Abaca bunchy top virus

Virus classification
- (unranked): Virus
- Realm: Monodnaviria
- Kingdom: Shotokuvirae
- Phylum: Cressdnaviricota
- Class: Arfiviricetes
- Order: Mulpavirales
- Family: Nanoviridae
- Genus: Babuvirus
- Species: Babuvirus abacae

= Abaca bunchy top virus =

Species of virus

Abaca bunchy top virus (ABTV) is a pathogenic plant virus of the family Nanoviridae. ABTV has been isolated from both abacá (Musa textilis) and banana (Musa sp.). ABTV has many similarities to Banana bunchy top virus (BBTV) but is both genetically and serologically distinct in that it lacks two open reading frames found in BBTV's genome.
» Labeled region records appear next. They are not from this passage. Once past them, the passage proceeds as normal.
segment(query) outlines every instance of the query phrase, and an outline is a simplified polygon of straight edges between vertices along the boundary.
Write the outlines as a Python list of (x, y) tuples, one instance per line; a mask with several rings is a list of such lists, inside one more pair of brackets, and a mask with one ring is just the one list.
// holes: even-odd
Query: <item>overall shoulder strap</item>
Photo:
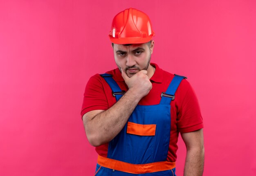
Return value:
[(166, 91), (165, 92), (162, 92), (161, 94), (162, 98), (160, 104), (170, 105), (171, 101), (174, 100), (174, 98), (175, 98), (175, 92), (180, 82), (183, 79), (186, 79), (186, 78), (185, 76), (174, 74), (174, 77), (171, 80)]
[(112, 95), (115, 97), (117, 101), (118, 101), (122, 97), (125, 91), (122, 91), (117, 83), (112, 78), (112, 75), (110, 74), (100, 74), (105, 80), (108, 84), (112, 90)]

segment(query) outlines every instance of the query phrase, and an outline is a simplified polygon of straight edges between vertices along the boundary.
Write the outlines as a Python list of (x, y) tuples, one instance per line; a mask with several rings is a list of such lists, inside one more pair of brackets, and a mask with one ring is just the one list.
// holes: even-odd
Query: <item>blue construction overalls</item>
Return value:
[[(124, 91), (111, 75), (101, 75), (117, 101)], [(99, 156), (95, 176), (175, 176), (166, 161), (171, 131), (171, 102), (185, 77), (175, 75), (159, 105), (137, 105), (120, 133), (109, 143), (108, 157)]]

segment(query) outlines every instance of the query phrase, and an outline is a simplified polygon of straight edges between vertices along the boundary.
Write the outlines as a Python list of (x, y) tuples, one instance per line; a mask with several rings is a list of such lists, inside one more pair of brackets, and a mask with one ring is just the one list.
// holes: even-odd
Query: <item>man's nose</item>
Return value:
[(135, 65), (136, 62), (133, 56), (131, 54), (128, 54), (126, 60), (126, 65), (128, 67), (132, 67)]

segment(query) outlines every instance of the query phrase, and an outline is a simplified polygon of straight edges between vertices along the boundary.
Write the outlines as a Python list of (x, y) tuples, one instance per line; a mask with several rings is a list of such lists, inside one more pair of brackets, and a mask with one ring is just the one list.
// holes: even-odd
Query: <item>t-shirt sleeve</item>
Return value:
[(182, 83), (183, 90), (186, 91), (183, 91), (184, 93), (178, 107), (177, 127), (181, 133), (192, 132), (203, 127), (203, 119), (194, 90), (186, 80)]
[(97, 74), (88, 81), (84, 94), (81, 116), (94, 110), (106, 110), (108, 104), (105, 95), (101, 76)]

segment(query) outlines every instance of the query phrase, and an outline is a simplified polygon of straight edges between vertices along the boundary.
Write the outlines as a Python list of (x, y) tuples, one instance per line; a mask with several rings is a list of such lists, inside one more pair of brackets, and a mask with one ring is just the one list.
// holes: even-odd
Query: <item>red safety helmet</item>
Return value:
[(148, 16), (130, 8), (114, 18), (108, 36), (111, 42), (117, 44), (143, 43), (150, 41), (155, 32)]

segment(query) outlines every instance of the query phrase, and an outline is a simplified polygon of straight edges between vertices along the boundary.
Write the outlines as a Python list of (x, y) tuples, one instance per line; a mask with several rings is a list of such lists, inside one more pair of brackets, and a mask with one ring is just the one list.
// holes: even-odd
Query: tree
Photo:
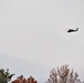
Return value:
[(69, 65), (62, 65), (50, 71), (50, 77), (45, 83), (82, 83), (77, 72), (71, 71)]
[(9, 73), (9, 69), (0, 69), (0, 83), (8, 83), (14, 74)]

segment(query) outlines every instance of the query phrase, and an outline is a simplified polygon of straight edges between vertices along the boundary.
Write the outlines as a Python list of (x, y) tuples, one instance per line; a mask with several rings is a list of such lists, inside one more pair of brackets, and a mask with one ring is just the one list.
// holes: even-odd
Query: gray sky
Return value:
[(0, 0), (1, 54), (48, 68), (69, 64), (82, 74), (83, 35), (84, 0)]

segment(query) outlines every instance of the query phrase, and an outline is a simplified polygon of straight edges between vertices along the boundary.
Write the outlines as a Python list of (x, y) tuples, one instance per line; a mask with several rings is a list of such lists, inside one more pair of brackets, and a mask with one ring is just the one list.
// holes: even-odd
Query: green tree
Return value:
[(10, 74), (9, 69), (0, 69), (0, 83), (8, 83), (14, 74)]

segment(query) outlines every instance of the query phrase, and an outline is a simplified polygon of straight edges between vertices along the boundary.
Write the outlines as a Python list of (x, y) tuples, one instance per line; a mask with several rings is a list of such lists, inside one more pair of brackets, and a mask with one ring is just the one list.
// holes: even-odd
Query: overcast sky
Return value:
[(0, 0), (0, 54), (82, 74), (84, 0)]

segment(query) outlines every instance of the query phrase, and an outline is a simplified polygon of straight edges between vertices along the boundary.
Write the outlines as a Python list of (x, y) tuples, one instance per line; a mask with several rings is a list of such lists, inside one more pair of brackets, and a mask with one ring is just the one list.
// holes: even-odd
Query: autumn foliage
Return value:
[[(10, 74), (7, 69), (0, 70), (0, 83), (38, 83), (33, 76), (25, 79), (23, 75), (18, 76), (15, 80), (11, 81), (14, 74)], [(84, 83), (78, 79), (77, 72), (74, 72), (69, 68), (69, 65), (62, 65), (61, 68), (52, 69), (50, 71), (49, 79), (45, 83)]]
[(50, 77), (45, 83), (82, 83), (77, 72), (70, 70), (69, 65), (50, 71)]

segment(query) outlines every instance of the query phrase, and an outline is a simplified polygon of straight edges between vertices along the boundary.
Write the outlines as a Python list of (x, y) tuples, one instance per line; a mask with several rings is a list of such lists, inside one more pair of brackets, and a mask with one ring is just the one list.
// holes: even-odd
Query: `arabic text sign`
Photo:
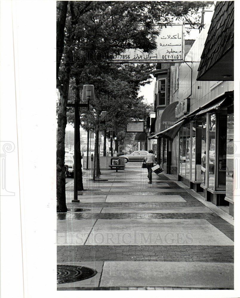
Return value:
[(140, 63), (182, 62), (184, 61), (184, 25), (174, 24), (162, 29), (156, 39), (157, 48), (151, 53), (140, 49), (129, 49), (120, 55), (114, 55), (110, 62)]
ATBV's genome contains six circular components, each of which are 1,000-1,500 base pairs in length.

==Spread==
The virus, first detected in 1915 at Silang, Cavite, Philippines, has since spread to various provinces in the country, and damaged more than 8,000 ha of abacá plantations in 2002 alone.

==Resistance==
In 2009, University of the Philippines Los Baños researchers funded by the Department of Agriculture developed an abacá variety that is resistant to the ABTV. The university is working further to make it resistant to mosaic and abacá bract mosaic viruses.